ALL-STAR BATMAN #14: A Pirate’s Life for Me

Snyder has left ALL-STAR BATMAN with a definitive tale of Alfred and Batman. Here they’re not just father and son, they’re allies through thick and thin, always having each other’s backs. Whether intentional or not, ALL-STAR BATMAN #14 is the perfect answer to BATMAN: THE MURDER MACHINE #1. Where the latter presented a dystopian, horror-story version of their relationship, the former gives us a story of purity and love that definitively tells us how Alfred sees his role in Batman’s life. Alfred is a father, a teammate, a savior, and a friend. When Alfred returns to Wayne Manor, he embraces Bruce as his true son — the way Briar could never do for him.

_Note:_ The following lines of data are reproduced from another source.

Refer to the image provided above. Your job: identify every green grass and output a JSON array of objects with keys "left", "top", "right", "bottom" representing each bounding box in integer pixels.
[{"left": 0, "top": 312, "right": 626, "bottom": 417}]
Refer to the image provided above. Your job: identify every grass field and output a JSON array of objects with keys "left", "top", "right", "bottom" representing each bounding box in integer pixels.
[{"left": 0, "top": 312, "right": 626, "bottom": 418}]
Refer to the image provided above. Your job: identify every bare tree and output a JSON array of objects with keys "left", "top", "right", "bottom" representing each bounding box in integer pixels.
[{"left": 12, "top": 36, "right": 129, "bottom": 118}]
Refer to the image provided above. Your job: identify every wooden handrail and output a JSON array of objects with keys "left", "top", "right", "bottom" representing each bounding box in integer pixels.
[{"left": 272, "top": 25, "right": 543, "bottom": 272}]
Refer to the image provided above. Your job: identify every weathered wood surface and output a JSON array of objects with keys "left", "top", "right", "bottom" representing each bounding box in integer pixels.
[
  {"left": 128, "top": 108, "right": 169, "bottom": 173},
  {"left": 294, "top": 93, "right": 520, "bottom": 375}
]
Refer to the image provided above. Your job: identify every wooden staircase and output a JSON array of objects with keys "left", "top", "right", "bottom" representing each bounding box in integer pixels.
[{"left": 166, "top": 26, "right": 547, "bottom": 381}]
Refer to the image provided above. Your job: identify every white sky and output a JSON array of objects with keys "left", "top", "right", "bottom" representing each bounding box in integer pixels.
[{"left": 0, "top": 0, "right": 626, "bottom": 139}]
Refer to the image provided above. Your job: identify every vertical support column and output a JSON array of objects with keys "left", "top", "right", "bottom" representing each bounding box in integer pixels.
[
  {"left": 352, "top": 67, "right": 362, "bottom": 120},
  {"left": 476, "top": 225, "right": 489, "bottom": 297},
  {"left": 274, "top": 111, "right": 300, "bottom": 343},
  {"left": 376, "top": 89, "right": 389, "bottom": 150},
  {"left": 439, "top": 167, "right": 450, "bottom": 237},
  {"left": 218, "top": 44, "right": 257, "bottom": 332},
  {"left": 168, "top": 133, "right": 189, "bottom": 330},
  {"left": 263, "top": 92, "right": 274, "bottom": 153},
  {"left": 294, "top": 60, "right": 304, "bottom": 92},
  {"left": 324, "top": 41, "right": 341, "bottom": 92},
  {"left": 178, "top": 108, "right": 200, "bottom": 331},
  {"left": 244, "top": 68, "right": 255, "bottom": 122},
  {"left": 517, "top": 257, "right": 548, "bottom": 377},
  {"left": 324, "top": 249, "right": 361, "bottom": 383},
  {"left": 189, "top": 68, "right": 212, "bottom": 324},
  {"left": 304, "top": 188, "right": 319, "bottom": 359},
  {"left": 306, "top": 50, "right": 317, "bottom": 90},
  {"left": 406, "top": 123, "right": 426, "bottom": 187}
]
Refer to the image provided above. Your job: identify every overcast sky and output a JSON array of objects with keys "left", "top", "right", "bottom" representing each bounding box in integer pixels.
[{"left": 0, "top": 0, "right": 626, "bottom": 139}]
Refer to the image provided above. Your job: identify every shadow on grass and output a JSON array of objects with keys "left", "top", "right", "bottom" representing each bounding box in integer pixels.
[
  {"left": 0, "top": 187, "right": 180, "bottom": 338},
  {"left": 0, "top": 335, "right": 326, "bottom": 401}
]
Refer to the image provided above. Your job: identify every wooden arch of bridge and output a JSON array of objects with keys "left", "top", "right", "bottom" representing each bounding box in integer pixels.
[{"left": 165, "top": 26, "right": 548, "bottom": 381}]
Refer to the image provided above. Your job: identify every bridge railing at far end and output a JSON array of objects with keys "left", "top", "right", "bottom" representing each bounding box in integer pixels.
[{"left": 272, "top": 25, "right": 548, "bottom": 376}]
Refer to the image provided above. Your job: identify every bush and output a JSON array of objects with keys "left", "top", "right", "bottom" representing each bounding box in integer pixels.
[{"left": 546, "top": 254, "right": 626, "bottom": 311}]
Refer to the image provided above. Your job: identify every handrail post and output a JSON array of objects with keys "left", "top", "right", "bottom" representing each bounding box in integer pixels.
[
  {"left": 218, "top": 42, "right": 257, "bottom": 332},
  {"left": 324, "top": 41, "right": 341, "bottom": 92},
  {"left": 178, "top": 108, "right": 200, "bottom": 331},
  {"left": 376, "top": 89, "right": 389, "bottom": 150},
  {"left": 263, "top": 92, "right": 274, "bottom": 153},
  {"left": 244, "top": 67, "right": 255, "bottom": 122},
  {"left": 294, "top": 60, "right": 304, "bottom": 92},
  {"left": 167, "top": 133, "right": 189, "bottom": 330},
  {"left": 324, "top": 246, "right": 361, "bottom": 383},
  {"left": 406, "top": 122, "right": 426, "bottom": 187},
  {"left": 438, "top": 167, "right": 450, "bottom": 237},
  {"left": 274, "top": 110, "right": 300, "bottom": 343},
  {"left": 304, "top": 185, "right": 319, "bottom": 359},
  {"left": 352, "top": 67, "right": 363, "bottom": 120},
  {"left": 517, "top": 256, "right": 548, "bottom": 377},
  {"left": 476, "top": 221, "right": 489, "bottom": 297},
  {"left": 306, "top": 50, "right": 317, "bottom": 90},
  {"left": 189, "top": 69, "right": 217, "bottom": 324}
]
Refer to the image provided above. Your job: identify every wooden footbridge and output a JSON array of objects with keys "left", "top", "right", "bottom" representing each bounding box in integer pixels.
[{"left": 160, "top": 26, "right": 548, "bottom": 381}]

As they walk down to the cave together, Alfred notes that Bruce is living his own pirate story now, with Alfred as his captain. Where Briar led Alfred astray, the old butler intends to lead Bruce in the right direction for as long as he can. Alfred worries he might wind up being a dark captain himself; but in this case, the title works perfectly. Who better than a dark captain to lead a Dark Knight?